#D1420. Industrial Convex Pillar City
Industrial Convex Pillar City
Industrial Convex Pillar City
Convex polygon pillar industrial city
The Industrial Convex Pillar City (ICPC) is a city of buildings in the shape of several convex polygonal columns. You are about to walk through this city from your current location S to your destination T. The sun is strong today, so I want to go to my destination without passing through the sun as much as possible. If the building is on a straight line connecting the point where you are standing and the sun, you are behind the building and will not be exposed to the sun. Also, since all the outer circumferences of the buildings in this city have eaves, while walking along the outer circumference of the buildings, even if you walk along the edge of the sun, you will not receive the sunlight. You are free to walk around the city anywhere except inside the building.

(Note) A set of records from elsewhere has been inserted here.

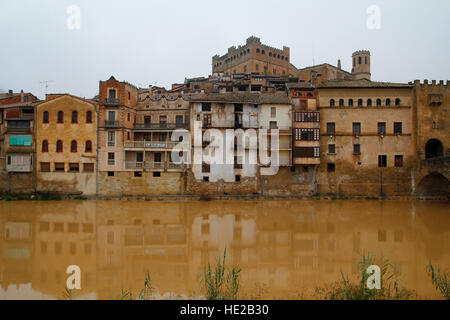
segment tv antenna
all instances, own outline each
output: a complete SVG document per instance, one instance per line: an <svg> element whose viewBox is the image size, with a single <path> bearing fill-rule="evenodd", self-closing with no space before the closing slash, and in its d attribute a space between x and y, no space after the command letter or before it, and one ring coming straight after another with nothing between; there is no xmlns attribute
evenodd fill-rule
<svg viewBox="0 0 450 320"><path fill-rule="evenodd" d="M46 95L47 95L47 91L48 91L48 84L49 84L50 82L53 82L53 80L44 80L44 81L41 81L41 82L40 82L41 84L45 84L45 94L46 94Z"/></svg>

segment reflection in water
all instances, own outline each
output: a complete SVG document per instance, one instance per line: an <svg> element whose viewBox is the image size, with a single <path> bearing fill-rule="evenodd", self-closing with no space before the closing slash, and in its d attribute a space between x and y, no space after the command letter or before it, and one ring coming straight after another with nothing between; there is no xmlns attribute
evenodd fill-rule
<svg viewBox="0 0 450 320"><path fill-rule="evenodd" d="M225 247L250 297L310 297L370 252L421 298L439 298L425 266L450 267L449 231L448 202L4 202L0 298L58 298L72 264L79 297L137 292L147 271L161 294L199 294L202 266Z"/></svg>

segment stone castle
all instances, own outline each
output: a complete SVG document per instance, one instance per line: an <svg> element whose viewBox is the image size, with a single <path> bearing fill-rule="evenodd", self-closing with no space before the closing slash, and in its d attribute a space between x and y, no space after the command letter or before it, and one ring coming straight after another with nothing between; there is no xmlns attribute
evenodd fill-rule
<svg viewBox="0 0 450 320"><path fill-rule="evenodd" d="M340 61L297 69L288 47L250 37L215 55L211 76L170 89L110 77L93 99L1 94L1 191L448 197L448 81L375 82L370 52L351 58L351 72ZM278 171L244 161L253 150L237 136L223 142L232 164L187 161L210 145L193 137L175 161L176 132L198 123L203 137L265 132L269 145L276 132Z"/></svg>

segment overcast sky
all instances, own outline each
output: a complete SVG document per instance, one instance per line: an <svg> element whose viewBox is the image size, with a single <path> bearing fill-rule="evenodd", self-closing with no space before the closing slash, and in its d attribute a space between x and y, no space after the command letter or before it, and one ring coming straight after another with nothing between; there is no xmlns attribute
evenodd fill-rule
<svg viewBox="0 0 450 320"><path fill-rule="evenodd" d="M208 76L213 55L251 35L290 47L297 68L341 59L350 71L352 52L365 49L372 80L446 80L449 21L448 0L0 0L0 90L44 98L50 80L49 93L91 98L111 75L169 87Z"/></svg>

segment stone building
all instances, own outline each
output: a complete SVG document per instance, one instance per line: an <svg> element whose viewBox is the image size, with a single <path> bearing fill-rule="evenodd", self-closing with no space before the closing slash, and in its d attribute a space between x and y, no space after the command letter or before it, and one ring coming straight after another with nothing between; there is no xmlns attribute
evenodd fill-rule
<svg viewBox="0 0 450 320"><path fill-rule="evenodd" d="M250 37L243 46L232 46L223 56L212 58L212 73L233 75L236 73L259 73L272 75L294 75L290 63L290 49L277 49Z"/></svg>
<svg viewBox="0 0 450 320"><path fill-rule="evenodd" d="M36 191L97 193L97 105L70 94L48 94L36 106Z"/></svg>
<svg viewBox="0 0 450 320"><path fill-rule="evenodd" d="M0 106L0 191L35 192L35 102Z"/></svg>

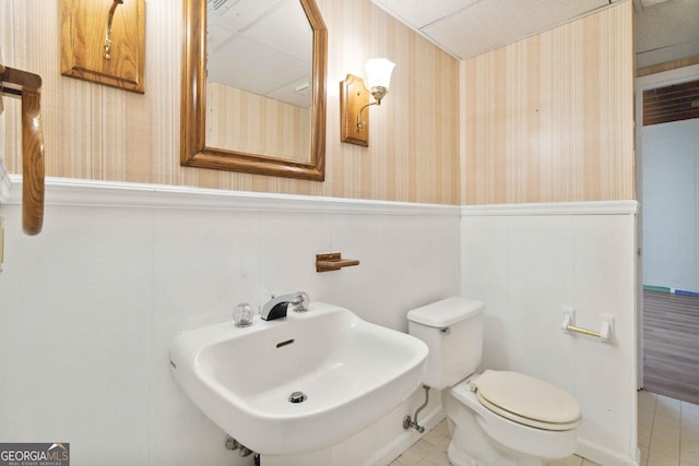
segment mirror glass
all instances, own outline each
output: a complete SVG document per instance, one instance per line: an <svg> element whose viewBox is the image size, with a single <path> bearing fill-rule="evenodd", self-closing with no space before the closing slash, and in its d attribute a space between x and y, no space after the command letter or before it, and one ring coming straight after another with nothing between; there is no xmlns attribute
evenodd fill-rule
<svg viewBox="0 0 699 466"><path fill-rule="evenodd" d="M185 3L182 165L322 180L327 31L315 1Z"/></svg>

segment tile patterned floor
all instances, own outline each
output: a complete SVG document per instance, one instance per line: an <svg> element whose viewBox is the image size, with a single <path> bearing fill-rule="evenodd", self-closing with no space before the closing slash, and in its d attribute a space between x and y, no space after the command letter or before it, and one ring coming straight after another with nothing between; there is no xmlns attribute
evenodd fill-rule
<svg viewBox="0 0 699 466"><path fill-rule="evenodd" d="M699 466L699 405L641 391L638 394L641 466ZM449 466L449 429L441 421L390 466ZM599 466L580 456L546 466Z"/></svg>

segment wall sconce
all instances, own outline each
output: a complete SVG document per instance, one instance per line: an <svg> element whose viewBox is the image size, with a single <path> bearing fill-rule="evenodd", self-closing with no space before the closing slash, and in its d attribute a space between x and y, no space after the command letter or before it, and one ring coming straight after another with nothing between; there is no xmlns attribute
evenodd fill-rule
<svg viewBox="0 0 699 466"><path fill-rule="evenodd" d="M386 58L374 58L365 64L367 86L364 80L347 74L340 82L340 124L341 141L350 144L369 146L369 109L371 105L381 105L389 92L391 72L395 63ZM369 94L374 101L369 103Z"/></svg>

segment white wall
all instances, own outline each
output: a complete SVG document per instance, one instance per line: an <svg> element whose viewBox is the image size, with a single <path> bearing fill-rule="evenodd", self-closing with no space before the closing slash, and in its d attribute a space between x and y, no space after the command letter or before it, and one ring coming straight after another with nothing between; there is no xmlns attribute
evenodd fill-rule
<svg viewBox="0 0 699 466"><path fill-rule="evenodd" d="M303 289L406 331L408 309L459 292L459 207L51 179L44 231L27 237L14 181L0 205L0 442L70 442L75 466L251 464L167 363L175 335L237 302ZM335 251L362 264L317 274L315 254ZM417 389L354 438L345 464L380 457L422 402Z"/></svg>
<svg viewBox="0 0 699 466"><path fill-rule="evenodd" d="M461 289L485 302L483 368L549 381L581 405L578 453L636 464L636 202L463 207ZM614 339L599 331L614 316Z"/></svg>
<svg viewBox="0 0 699 466"><path fill-rule="evenodd" d="M699 119L641 134L643 284L699 291Z"/></svg>

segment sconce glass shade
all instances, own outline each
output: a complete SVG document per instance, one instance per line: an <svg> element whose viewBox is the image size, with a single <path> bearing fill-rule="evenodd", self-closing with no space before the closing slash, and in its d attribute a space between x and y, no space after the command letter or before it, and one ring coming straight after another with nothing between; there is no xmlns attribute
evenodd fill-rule
<svg viewBox="0 0 699 466"><path fill-rule="evenodd" d="M395 67L395 63L386 58L372 58L364 65L367 72L366 85L379 103L388 92L393 67ZM377 92L380 93L380 97L377 97Z"/></svg>

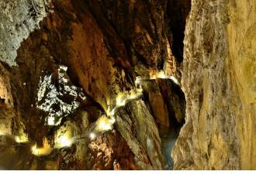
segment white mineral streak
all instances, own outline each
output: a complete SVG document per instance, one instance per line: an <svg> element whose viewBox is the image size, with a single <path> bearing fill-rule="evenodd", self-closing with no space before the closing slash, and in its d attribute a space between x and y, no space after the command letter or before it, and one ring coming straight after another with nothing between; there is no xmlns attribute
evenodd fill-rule
<svg viewBox="0 0 256 192"><path fill-rule="evenodd" d="M0 60L16 66L21 43L47 16L50 0L0 0Z"/></svg>
<svg viewBox="0 0 256 192"><path fill-rule="evenodd" d="M57 87L53 81L52 74L47 74L40 80L36 108L47 114L45 119L47 125L60 125L63 117L71 114L80 106L78 99L86 98L81 89L71 84L66 70L67 67L60 67ZM68 96L68 101L63 100L66 96Z"/></svg>

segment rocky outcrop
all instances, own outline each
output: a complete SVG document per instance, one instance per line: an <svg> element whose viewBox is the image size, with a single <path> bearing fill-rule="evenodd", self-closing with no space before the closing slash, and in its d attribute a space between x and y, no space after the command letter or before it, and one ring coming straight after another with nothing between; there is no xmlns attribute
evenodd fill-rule
<svg viewBox="0 0 256 192"><path fill-rule="evenodd" d="M175 170L255 170L255 1L192 1Z"/></svg>
<svg viewBox="0 0 256 192"><path fill-rule="evenodd" d="M2 169L171 169L185 98L166 2L0 7Z"/></svg>

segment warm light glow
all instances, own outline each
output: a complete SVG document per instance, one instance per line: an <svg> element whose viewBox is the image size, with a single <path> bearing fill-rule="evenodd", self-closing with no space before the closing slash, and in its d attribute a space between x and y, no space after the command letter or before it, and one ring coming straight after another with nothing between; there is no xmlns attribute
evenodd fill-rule
<svg viewBox="0 0 256 192"><path fill-rule="evenodd" d="M94 132L91 132L89 136L92 140L94 140L96 138L96 134L95 134Z"/></svg>
<svg viewBox="0 0 256 192"><path fill-rule="evenodd" d="M55 118L54 117L49 117L47 120L48 125L55 125Z"/></svg>
<svg viewBox="0 0 256 192"><path fill-rule="evenodd" d="M157 74L157 78L158 79L166 79L167 76L164 74L164 70L161 70Z"/></svg>
<svg viewBox="0 0 256 192"><path fill-rule="evenodd" d="M72 145L71 140L67 138L67 135L64 135L58 138L57 140L57 148L62 148L66 146L71 146Z"/></svg>
<svg viewBox="0 0 256 192"><path fill-rule="evenodd" d="M47 156L49 155L52 151L53 148L50 147L47 139L43 138L43 148L37 148L36 143L31 148L32 154L37 156Z"/></svg>
<svg viewBox="0 0 256 192"><path fill-rule="evenodd" d="M100 117L97 121L96 130L99 132L106 132L112 130L112 122L106 116Z"/></svg>
<svg viewBox="0 0 256 192"><path fill-rule="evenodd" d="M123 93L119 93L116 99L117 107L126 105L126 97Z"/></svg>
<svg viewBox="0 0 256 192"><path fill-rule="evenodd" d="M172 75L166 75L164 70L158 71L156 74L150 75L150 79L171 79L176 84L179 84L178 81Z"/></svg>
<svg viewBox="0 0 256 192"><path fill-rule="evenodd" d="M25 135L22 135L22 136L15 136L15 140L16 142L27 142L29 141L29 139L25 136Z"/></svg>
<svg viewBox="0 0 256 192"><path fill-rule="evenodd" d="M37 156L47 156L52 151L51 148L36 148L36 144L32 147L32 154Z"/></svg>

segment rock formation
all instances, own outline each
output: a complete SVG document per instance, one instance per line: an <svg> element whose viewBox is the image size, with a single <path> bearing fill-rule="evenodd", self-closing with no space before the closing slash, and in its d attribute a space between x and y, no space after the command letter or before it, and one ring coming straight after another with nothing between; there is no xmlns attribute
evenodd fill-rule
<svg viewBox="0 0 256 192"><path fill-rule="evenodd" d="M175 170L255 170L256 2L192 1Z"/></svg>
<svg viewBox="0 0 256 192"><path fill-rule="evenodd" d="M255 169L255 6L0 0L0 169Z"/></svg>

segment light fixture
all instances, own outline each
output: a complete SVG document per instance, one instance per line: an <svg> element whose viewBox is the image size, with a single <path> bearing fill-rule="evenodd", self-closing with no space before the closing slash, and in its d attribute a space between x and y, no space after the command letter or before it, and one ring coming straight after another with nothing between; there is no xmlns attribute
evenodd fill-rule
<svg viewBox="0 0 256 192"><path fill-rule="evenodd" d="M96 138L96 134L94 133L94 132L91 132L90 135L89 135L89 137L92 140L94 140Z"/></svg>
<svg viewBox="0 0 256 192"><path fill-rule="evenodd" d="M112 130L112 121L105 115L100 117L96 122L96 130L98 132L106 132Z"/></svg>
<svg viewBox="0 0 256 192"><path fill-rule="evenodd" d="M72 145L71 140L66 135L63 135L58 137L56 142L57 148L69 147Z"/></svg>

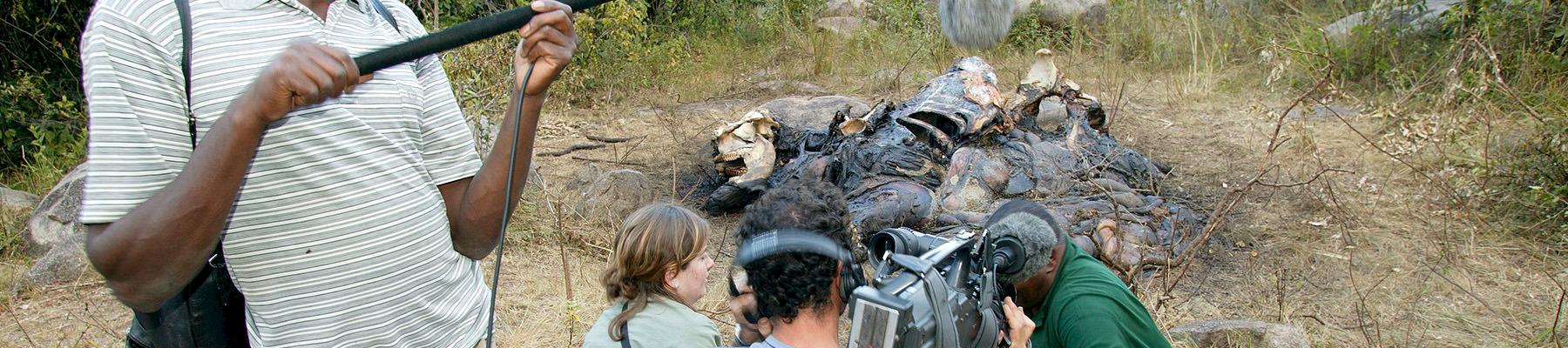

Create a program that outputs the walking distance of Hinata when walking from the current location to the destination so as not to receive the sun.
Figure E1: For the first input
Figure E2: For the second input
Figure E3: For the third input
Input
The input consists of multiple datasets. The maximum number of data sets does not exceed 30. Each dataset is represented in the following format.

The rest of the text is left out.